Ryn felt the morning shift from night's teeth to day's news. He saw the leader at the ridge. He saw the spear-woman not at his side, somewhere else. He saw the surgeon not rising at the river. He felt the shard under his skin telling him gently where every line on this ground wanted to lie.
"Tollhouse," Tamsin said. "Now."
He nodded and put his shoulder under the weight again. The donkey didn't complain; she rolled her eye back and reminded him with a look that he had promised an apple. He thought, wretched and sincere, I will get it for you if I have to bite a man to do it.
They rolled the last of the distance to their ugly house and found three new people at the door: a woman with a heavy brow, a boy with a wide scar on his cheek, a man with empty palms. They had the look of people who wanted to ask for a place and knew they were not entitled to it.
Ryn didn't speak. He put his hand on the line and felt it hum and thought not of paper or sponsors or wards but of the simple fact that a room with a door and a line and a bar was church enough for a day. He nodded once, tired. The woman burst into tears. The boy didn't. The man put his head on the door and said thank you to wood.
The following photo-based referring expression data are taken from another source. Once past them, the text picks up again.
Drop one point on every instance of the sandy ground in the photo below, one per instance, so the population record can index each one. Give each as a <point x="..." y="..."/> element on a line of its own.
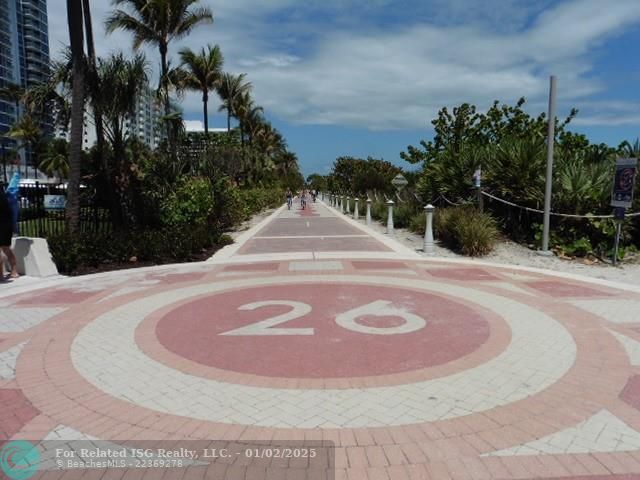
<point x="510" y="253"/>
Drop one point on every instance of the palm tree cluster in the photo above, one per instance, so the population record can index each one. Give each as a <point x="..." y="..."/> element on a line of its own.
<point x="159" y="23"/>
<point x="107" y="90"/>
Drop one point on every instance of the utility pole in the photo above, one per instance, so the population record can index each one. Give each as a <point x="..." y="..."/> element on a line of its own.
<point x="549" y="180"/>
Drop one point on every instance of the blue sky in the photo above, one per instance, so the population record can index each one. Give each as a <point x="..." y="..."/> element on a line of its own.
<point x="365" y="77"/>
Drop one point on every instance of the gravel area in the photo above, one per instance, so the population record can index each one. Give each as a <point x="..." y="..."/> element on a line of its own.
<point x="510" y="253"/>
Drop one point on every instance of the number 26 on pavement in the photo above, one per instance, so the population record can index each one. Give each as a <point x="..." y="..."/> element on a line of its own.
<point x="347" y="320"/>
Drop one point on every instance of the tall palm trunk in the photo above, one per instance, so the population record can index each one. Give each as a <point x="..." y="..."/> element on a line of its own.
<point x="163" y="79"/>
<point x="205" y="100"/>
<point x="75" y="21"/>
<point x="93" y="68"/>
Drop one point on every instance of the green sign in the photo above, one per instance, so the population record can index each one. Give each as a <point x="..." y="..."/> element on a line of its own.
<point x="19" y="460"/>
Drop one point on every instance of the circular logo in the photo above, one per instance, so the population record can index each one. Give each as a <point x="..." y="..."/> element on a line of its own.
<point x="19" y="460"/>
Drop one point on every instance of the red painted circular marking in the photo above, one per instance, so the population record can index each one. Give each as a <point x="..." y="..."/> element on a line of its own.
<point x="193" y="331"/>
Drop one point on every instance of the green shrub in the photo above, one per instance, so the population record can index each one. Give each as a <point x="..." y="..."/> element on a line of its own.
<point x="466" y="229"/>
<point x="228" y="209"/>
<point x="82" y="252"/>
<point x="190" y="203"/>
<point x="418" y="223"/>
<point x="403" y="214"/>
<point x="476" y="234"/>
<point x="379" y="211"/>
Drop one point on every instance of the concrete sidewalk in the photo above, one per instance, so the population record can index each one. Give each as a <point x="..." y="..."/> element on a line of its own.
<point x="313" y="329"/>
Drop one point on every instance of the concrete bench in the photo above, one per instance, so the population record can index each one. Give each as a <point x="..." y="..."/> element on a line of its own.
<point x="33" y="257"/>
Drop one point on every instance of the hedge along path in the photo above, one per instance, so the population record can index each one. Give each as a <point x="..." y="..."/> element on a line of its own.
<point x="566" y="215"/>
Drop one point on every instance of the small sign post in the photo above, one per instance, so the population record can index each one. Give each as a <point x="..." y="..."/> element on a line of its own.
<point x="399" y="182"/>
<point x="477" y="182"/>
<point x="624" y="181"/>
<point x="55" y="202"/>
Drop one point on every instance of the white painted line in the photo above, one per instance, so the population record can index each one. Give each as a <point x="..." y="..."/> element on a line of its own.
<point x="311" y="236"/>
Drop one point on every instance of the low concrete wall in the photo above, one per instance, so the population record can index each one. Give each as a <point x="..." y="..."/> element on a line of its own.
<point x="33" y="256"/>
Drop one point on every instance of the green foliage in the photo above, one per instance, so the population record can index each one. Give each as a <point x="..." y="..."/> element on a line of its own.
<point x="317" y="182"/>
<point x="510" y="147"/>
<point x="418" y="223"/>
<point x="403" y="214"/>
<point x="190" y="203"/>
<point x="81" y="252"/>
<point x="466" y="229"/>
<point x="358" y="176"/>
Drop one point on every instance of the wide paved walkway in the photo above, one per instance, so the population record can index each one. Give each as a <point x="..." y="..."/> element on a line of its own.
<point x="314" y="333"/>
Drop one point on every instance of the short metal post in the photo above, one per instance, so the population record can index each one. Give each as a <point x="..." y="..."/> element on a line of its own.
<point x="616" y="245"/>
<point x="428" y="231"/>
<point x="390" y="204"/>
<point x="549" y="177"/>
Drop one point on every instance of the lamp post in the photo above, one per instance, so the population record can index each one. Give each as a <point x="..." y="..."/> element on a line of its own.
<point x="428" y="231"/>
<point x="390" y="204"/>
<point x="4" y="160"/>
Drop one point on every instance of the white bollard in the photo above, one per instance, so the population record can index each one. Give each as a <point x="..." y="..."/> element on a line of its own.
<point x="428" y="232"/>
<point x="390" y="217"/>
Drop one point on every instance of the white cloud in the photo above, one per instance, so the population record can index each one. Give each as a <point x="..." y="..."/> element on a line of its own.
<point x="399" y="76"/>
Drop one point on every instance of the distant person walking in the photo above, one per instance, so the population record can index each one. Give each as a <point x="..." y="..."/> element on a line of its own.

The System placed a line in his head with the clinical indecency of bureaucracy at its least offensive.
[Objective: Fortify Tollhouse (Day Hold) — Status: In Progress 68%.]
He wanted it to say something human. He didn't need it to. He looked at Tamsin and Sereth and Ilyon and Hana and Dorran and Jarla and the boy with the sash and the donkey. He said, "Set lines," again because that was his prayer. He did it until the day shifted into a shape he recognized.
Out at the line of the hills, a horn blew that had nothing to do with Garron or the Guild. Not long; not short; a call none of them knew. The Warden's wood stirred, not in threat, but in what felt like interest.
"Not bored," Tamsin said unhappily.
Ryn swallowed and thought of the Warden telling him not to hum at stones when he was tired. He felt very tired.
He set a line anyway, because no one else would.
The door held. The house watched. The world shifted, very slightly, around whatever that horn meant.
He was about to learn who had been paying the sponsor's surgeon, and the price would be a new number on a ledger he hadn't wanted to keep.